Smegma is a band with free-noise-outsider musicians from Portland, Oregon; even if those main characters originated from the collective of weird, music and art performers of Los Angeles Free Music Society; it was formed in 1972, Pasadena, and then moved to Portland in the few following years. LAFMS organized music and visual performances, workshops, art installations, etc in the name of art-damaging attitude, over-passing a certain ’60 idealism with a proto-punk, nihilistic way. But if that collective had certain avant-arty pretentions, some of that collaborator, like Smegma more properly, have more extemporaneous intentions, playing with visceral free improvisations and outsider sounds, without not professional performer and music writer, especially with a suburban creativity.
Smegma was born in early ’70 with founding members Dennis Duck (Dennis Mehaffey) and Tom Recchion, where this last was a key figure for the group birth. Recchion had a record store in Pasadena, Poh-Baa Records, where future main characters of Smegma and LAFMS had encountered there frequently, just before those projects debuted. Smegma sonic course was characterized not only through the discovery of musical weirdness of that time, but the etherodoxity in their situations and performing mindset too, which was not uncommon in that proto-noise macro-scene. A peculiar exemple, there was a Smegma concert in a Hippy Renaissance Fair as part of Jerry Lewis Muscular Dystrophy Telethon in San Diego, with several punks as listeners in the audience, playing after an US military marine band; everything was changing in experimental music, through its not completely expressed potential, and where every sounds was enlightening and new, so all was fair in limb of those sounds.

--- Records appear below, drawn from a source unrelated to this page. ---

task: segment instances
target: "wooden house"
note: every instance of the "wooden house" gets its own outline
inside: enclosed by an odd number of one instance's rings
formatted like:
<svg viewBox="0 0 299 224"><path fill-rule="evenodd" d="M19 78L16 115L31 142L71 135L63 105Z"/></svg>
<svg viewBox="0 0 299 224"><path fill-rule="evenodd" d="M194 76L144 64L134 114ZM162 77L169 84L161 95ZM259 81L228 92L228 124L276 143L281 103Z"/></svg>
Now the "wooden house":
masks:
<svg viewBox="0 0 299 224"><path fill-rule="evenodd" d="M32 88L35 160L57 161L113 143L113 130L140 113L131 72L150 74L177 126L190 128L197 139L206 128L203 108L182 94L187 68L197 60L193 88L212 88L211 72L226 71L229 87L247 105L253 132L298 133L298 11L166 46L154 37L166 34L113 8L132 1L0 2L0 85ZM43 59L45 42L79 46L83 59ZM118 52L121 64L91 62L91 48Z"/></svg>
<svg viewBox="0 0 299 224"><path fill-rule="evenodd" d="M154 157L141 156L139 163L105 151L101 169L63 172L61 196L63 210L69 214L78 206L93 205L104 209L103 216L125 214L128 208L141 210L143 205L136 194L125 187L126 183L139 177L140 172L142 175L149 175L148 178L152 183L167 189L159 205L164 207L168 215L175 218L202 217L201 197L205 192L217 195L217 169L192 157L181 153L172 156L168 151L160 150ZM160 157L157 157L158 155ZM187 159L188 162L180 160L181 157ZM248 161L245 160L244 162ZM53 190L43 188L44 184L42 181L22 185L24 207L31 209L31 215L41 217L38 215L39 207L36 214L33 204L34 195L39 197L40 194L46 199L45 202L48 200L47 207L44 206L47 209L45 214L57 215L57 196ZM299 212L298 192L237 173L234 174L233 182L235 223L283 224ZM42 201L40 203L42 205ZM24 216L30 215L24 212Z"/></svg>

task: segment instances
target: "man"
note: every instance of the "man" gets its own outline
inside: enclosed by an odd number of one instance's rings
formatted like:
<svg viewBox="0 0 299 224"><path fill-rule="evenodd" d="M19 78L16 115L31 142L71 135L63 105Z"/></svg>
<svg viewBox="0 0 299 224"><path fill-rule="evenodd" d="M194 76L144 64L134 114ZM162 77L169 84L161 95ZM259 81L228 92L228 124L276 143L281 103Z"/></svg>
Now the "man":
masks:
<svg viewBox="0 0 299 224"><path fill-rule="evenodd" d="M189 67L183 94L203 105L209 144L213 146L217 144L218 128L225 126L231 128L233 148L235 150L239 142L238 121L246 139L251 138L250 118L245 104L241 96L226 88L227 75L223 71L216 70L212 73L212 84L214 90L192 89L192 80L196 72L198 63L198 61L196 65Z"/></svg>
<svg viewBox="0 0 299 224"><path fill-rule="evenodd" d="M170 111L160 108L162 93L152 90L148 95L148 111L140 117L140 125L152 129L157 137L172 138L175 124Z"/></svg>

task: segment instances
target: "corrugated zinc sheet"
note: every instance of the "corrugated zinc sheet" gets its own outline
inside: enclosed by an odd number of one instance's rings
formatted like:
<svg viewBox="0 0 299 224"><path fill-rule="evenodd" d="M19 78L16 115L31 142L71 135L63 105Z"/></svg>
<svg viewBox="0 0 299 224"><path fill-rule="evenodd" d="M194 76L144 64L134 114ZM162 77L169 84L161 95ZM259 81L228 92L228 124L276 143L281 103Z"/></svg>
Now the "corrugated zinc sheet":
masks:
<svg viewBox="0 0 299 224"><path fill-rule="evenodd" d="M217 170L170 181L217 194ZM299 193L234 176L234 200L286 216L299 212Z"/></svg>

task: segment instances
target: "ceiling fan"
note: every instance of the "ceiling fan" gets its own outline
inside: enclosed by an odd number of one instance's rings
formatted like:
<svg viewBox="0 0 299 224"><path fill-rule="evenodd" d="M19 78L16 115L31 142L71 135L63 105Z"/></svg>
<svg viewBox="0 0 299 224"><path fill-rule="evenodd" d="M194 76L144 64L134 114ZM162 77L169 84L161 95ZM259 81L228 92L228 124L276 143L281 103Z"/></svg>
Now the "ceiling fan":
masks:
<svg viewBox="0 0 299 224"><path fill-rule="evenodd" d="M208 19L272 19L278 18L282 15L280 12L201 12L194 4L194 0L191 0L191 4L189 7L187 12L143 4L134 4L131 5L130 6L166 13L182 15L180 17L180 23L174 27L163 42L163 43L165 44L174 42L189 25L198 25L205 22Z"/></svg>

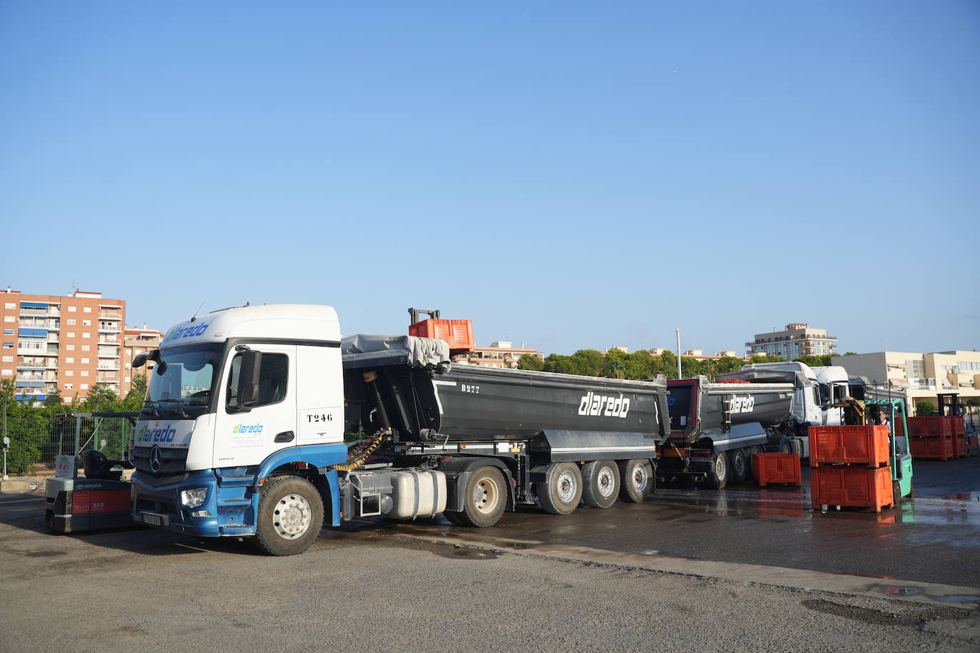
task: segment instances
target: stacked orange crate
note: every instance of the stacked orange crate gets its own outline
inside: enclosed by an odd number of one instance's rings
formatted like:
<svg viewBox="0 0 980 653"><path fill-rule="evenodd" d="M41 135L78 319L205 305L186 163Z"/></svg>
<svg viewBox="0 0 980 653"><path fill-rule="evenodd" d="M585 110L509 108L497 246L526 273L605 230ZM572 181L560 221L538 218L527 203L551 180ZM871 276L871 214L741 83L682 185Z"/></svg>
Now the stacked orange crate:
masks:
<svg viewBox="0 0 980 653"><path fill-rule="evenodd" d="M938 415L909 417L908 450L913 458L952 460L956 451L953 446L953 422Z"/></svg>
<svg viewBox="0 0 980 653"><path fill-rule="evenodd" d="M894 505L887 426L810 427L808 436L814 510L840 505L880 512Z"/></svg>

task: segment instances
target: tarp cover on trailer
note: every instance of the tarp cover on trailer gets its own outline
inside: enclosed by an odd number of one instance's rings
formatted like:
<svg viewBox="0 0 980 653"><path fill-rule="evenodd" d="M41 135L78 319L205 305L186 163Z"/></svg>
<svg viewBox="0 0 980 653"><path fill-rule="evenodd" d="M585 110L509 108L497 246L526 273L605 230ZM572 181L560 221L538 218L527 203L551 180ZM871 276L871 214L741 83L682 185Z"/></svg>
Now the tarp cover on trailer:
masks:
<svg viewBox="0 0 980 653"><path fill-rule="evenodd" d="M416 336L376 336L358 333L340 341L345 367L407 363L413 367L449 370L449 343Z"/></svg>

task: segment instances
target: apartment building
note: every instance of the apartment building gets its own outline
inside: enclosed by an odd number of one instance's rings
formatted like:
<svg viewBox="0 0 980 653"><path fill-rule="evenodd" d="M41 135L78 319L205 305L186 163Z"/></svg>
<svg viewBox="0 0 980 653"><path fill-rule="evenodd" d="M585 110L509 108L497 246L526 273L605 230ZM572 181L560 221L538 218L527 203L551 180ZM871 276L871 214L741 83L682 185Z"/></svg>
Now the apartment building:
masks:
<svg viewBox="0 0 980 653"><path fill-rule="evenodd" d="M806 322L793 322L779 331L757 333L755 340L746 343L747 355L777 355L793 360L800 356L822 356L834 353L837 339L827 335L826 329L815 329Z"/></svg>
<svg viewBox="0 0 980 653"><path fill-rule="evenodd" d="M482 365L483 367L516 369L517 361L520 360L520 356L525 353L537 356L542 360L544 360L545 357L545 354L541 353L537 350L525 348L523 343L520 344L520 347L514 347L513 343L500 340L495 343L491 343L490 347L476 347L473 348L473 350L468 353L462 353L458 356L454 356L453 362L467 363L469 365Z"/></svg>
<svg viewBox="0 0 980 653"><path fill-rule="evenodd" d="M918 401L936 403L940 394L956 393L960 400L980 396L980 351L876 351L834 356L831 364L890 389L911 410Z"/></svg>
<svg viewBox="0 0 980 653"><path fill-rule="evenodd" d="M125 302L102 293L67 297L0 291L0 380L15 381L18 399L84 398L96 383L122 391Z"/></svg>

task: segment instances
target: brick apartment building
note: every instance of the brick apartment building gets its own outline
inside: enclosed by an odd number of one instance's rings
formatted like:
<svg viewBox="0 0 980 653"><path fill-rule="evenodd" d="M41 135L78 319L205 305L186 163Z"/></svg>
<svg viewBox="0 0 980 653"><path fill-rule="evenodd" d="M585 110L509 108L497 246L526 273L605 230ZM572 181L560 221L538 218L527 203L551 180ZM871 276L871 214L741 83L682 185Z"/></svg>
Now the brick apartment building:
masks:
<svg viewBox="0 0 980 653"><path fill-rule="evenodd" d="M0 381L13 380L21 400L42 401L56 389L65 401L83 399L96 383L124 396L133 355L124 360L124 350L152 347L154 339L159 346L163 337L125 329L125 301L102 293L27 295L8 286L0 299ZM123 348L124 342L132 345Z"/></svg>

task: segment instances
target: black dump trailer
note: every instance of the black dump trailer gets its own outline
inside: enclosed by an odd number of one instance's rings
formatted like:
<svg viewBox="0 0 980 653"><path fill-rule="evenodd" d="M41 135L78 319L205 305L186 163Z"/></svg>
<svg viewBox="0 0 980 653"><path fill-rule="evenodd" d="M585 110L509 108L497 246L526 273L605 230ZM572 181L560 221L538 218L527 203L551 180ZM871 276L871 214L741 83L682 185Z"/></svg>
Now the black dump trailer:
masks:
<svg viewBox="0 0 980 653"><path fill-rule="evenodd" d="M795 434L792 383L710 383L708 377L667 382L670 437L657 475L689 478L714 489L741 483L752 454L790 450Z"/></svg>
<svg viewBox="0 0 980 653"><path fill-rule="evenodd" d="M345 338L348 431L381 434L395 468L441 471L444 514L472 526L505 508L566 514L638 501L669 433L666 383L453 364L443 341ZM378 436L374 436L377 438Z"/></svg>

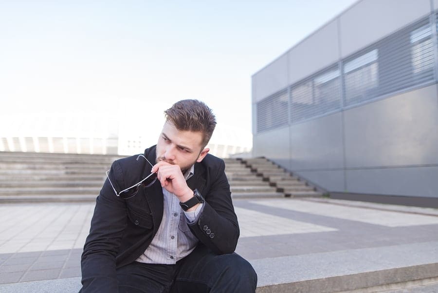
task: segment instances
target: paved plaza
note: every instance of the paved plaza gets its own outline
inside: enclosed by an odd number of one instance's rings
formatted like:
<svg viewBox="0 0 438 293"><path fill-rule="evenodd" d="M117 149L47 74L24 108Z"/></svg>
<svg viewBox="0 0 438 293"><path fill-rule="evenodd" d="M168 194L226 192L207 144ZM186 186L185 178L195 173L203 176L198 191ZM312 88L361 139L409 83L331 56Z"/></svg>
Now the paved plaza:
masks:
<svg viewBox="0 0 438 293"><path fill-rule="evenodd" d="M262 268L257 271L259 286L271 281L273 274L289 280L306 272L320 278L349 273L349 269L375 270L377 264L384 270L392 260L406 265L438 262L437 209L325 198L234 203L241 231L237 252L256 271ZM80 287L80 255L93 207L92 203L0 206L0 292L19 292L18 286L67 278Z"/></svg>

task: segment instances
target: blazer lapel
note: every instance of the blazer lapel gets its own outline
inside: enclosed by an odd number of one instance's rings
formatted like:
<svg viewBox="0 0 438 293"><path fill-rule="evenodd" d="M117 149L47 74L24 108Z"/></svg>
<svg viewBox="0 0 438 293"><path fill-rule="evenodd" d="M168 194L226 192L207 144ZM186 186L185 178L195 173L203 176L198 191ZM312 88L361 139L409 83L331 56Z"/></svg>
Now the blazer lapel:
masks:
<svg viewBox="0 0 438 293"><path fill-rule="evenodd" d="M145 153L145 156L147 158L149 161L152 164L155 163L156 160L156 146L154 146L149 149L147 149L147 152ZM145 176L147 176L150 174L150 169L152 167L146 162L146 164L149 166L145 168ZM149 205L151 213L152 215L152 220L154 223L154 234L155 234L160 224L161 223L161 220L163 219L163 213L164 209L163 203L163 188L160 181L158 180L152 184L151 186L144 189L145 196L146 197L146 200Z"/></svg>
<svg viewBox="0 0 438 293"><path fill-rule="evenodd" d="M202 195L205 187L205 179L204 179L204 173L205 169L201 163L195 163L195 171L193 176L187 180L187 185L192 190L198 189Z"/></svg>

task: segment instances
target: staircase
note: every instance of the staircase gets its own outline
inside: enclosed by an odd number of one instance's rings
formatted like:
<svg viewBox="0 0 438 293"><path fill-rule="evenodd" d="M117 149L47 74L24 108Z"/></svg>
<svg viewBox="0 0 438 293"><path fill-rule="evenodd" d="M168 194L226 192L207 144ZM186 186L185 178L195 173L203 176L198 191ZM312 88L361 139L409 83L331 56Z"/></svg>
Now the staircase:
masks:
<svg viewBox="0 0 438 293"><path fill-rule="evenodd" d="M252 172L239 160L224 159L225 175L230 183L233 198L283 197L284 194L277 191L268 181Z"/></svg>
<svg viewBox="0 0 438 293"><path fill-rule="evenodd" d="M293 176L279 166L265 158L254 158L242 160L242 162L252 172L263 180L275 187L286 197L320 196L322 193L316 191L305 181Z"/></svg>
<svg viewBox="0 0 438 293"><path fill-rule="evenodd" d="M0 152L0 202L93 201L121 157ZM321 195L266 159L224 160L233 198Z"/></svg>
<svg viewBox="0 0 438 293"><path fill-rule="evenodd" d="M94 201L120 157L0 152L0 202Z"/></svg>

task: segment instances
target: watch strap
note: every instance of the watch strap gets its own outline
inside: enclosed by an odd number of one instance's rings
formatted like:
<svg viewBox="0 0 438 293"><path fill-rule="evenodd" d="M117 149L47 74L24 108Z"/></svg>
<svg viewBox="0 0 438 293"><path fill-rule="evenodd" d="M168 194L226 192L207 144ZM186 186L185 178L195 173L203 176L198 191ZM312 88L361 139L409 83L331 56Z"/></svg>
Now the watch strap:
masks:
<svg viewBox="0 0 438 293"><path fill-rule="evenodd" d="M201 195L201 194L199 193L199 192L198 191L198 190L195 189L193 191L193 197L187 201L180 202L180 205L182 208L182 210L186 211L190 208L194 207L200 202L204 202L204 198Z"/></svg>

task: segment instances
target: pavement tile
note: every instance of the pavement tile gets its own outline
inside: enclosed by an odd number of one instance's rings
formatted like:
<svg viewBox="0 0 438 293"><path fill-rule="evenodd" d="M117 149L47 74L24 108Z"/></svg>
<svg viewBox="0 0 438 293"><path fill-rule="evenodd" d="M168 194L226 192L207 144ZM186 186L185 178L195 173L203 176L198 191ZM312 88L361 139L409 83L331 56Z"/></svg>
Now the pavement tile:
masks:
<svg viewBox="0 0 438 293"><path fill-rule="evenodd" d="M74 267L81 266L81 257L78 256L77 258L72 258L64 264L64 268L74 268Z"/></svg>
<svg viewBox="0 0 438 293"><path fill-rule="evenodd" d="M52 269L50 270L39 270L38 271L29 271L23 276L20 280L20 281L29 282L30 281L56 279L57 278L60 272L60 268Z"/></svg>
<svg viewBox="0 0 438 293"><path fill-rule="evenodd" d="M45 256L46 255L59 255L60 254L69 254L70 253L70 249L61 249L57 250L47 250L43 252L41 254L41 256Z"/></svg>
<svg viewBox="0 0 438 293"><path fill-rule="evenodd" d="M22 272L0 273L0 284L17 283L22 275Z"/></svg>
<svg viewBox="0 0 438 293"><path fill-rule="evenodd" d="M71 277L81 276L81 267L73 267L63 269L61 271L59 278L70 278Z"/></svg>
<svg viewBox="0 0 438 293"><path fill-rule="evenodd" d="M30 271L47 270L49 269L62 269L64 266L64 261L50 261L46 262L36 262L31 267Z"/></svg>
<svg viewBox="0 0 438 293"><path fill-rule="evenodd" d="M68 258L67 254L59 254L55 255L45 255L38 257L38 262L46 262L51 261L65 261Z"/></svg>
<svg viewBox="0 0 438 293"><path fill-rule="evenodd" d="M34 257L39 256L41 251L34 251L26 253L17 253L11 255L11 258L19 258L21 257Z"/></svg>
<svg viewBox="0 0 438 293"><path fill-rule="evenodd" d="M37 258L38 257L36 256L32 257L11 257L2 264L3 265L11 265L33 264Z"/></svg>
<svg viewBox="0 0 438 293"><path fill-rule="evenodd" d="M10 266L0 266L0 273L23 273L29 269L32 264L21 265L11 265Z"/></svg>

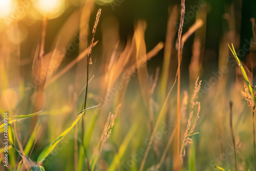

In the early artistic path of Smegma, a first work, in 1974/’75, and which wasn’t un-released until 1997, was the collaboration with Larry ‘Wild Man’ Fischer the outsider singer discovered by Frank Zappa‘s Straight Records. The result was a free, situationist music with pop and blues elements but aleatory structurally; in a way it could recall the early Velvet Underground concept, where lo-fi physicity meets psychedelic influences with a dada creativity. The adult-childish Wild Man voice and the sonic jazzish craftsmanship of Smegma is a right mix of spontaneous, “art brut” music in a joking way. Surely an embryonal concept for Smegma, whose efforts will slip in a more meditated form.
“Glamour Girl, 1941” was the first album of Smegma, released in 1979 by the label that is associated with Los Angeles Free Music Society; it is fueled by weird, outsider creativity, structured in the name of a libertarian, powering soul. In this freely improvisational sonic course, there’s also a characterization with meditated parts and pre-production phases, through an articulated composing plan, or with recording which will be manipulated in those extravagant tracks. In particular, “1980 A.R.” and “Ladies Nite at The Ortho Lounge” are chaotic collages with several overdubbed, analog-altered voices, where that experimental effort became an occasion to create an extemporaneous musical joke which played with random element; but if “1980 AR” has a free-jazzish soundscape, in that aleatory flow of voices, Ladies Nite is a multiple and cacophonic choir with an apparently inconclusive form with a naïf way which kids its audience (we could say that sonic chaos tends entropically onto its sarcastic aim). Instead, “Die Wo-Wo” is more periodic in its stochastic creativity; a devilish, almost-non-verbal voice, which expresses dark irony with grave, elastic tones through the cadence of that “Die” word.
Different sonorities are expressed in “Glamour Girl, 1941” by other tracks. Ethereal melodic lines characterized “I Am Not Artist” and “Half A Billion” with free fluidity of that analog-synth sound, hard and chaotic guitar riffs (Half A Billion), where the both tracks offer psychedelic harmonies too. Instead, an interesting tribute to historical free jazz (in a dark way) was “Prowing Nose”, where their improvisational effort encounters their love for that fervid black music. It’s not absolutely a case, free jazz-amateurs of Smegma will collaborate in their future with Steve MacKay and Perry Robinson (this last was a main character in 1964 October Revolution in Jazz festival).
Anyway, “Glamour Girl, 1941” remains an obscure work of Smegma, interesting in its peculiar idea which is idiosynctatic and ambiguous, like its cover art; in this there’s a flapper with gasmask, representing peaceful feeling which flows in a dystopian reality, properly like early Smegma music between echos of jazz and the chaotic power of proto-noise. Indeed, “Glamour Girl, 1941” is an example of how different noise cultures find a lighting crucial point, between ’60-’70 and modern noise of ’80 and ’90 decades.
MAIN REFERENCE:
David Keenan – Smegma (The Wire 270, August 2006).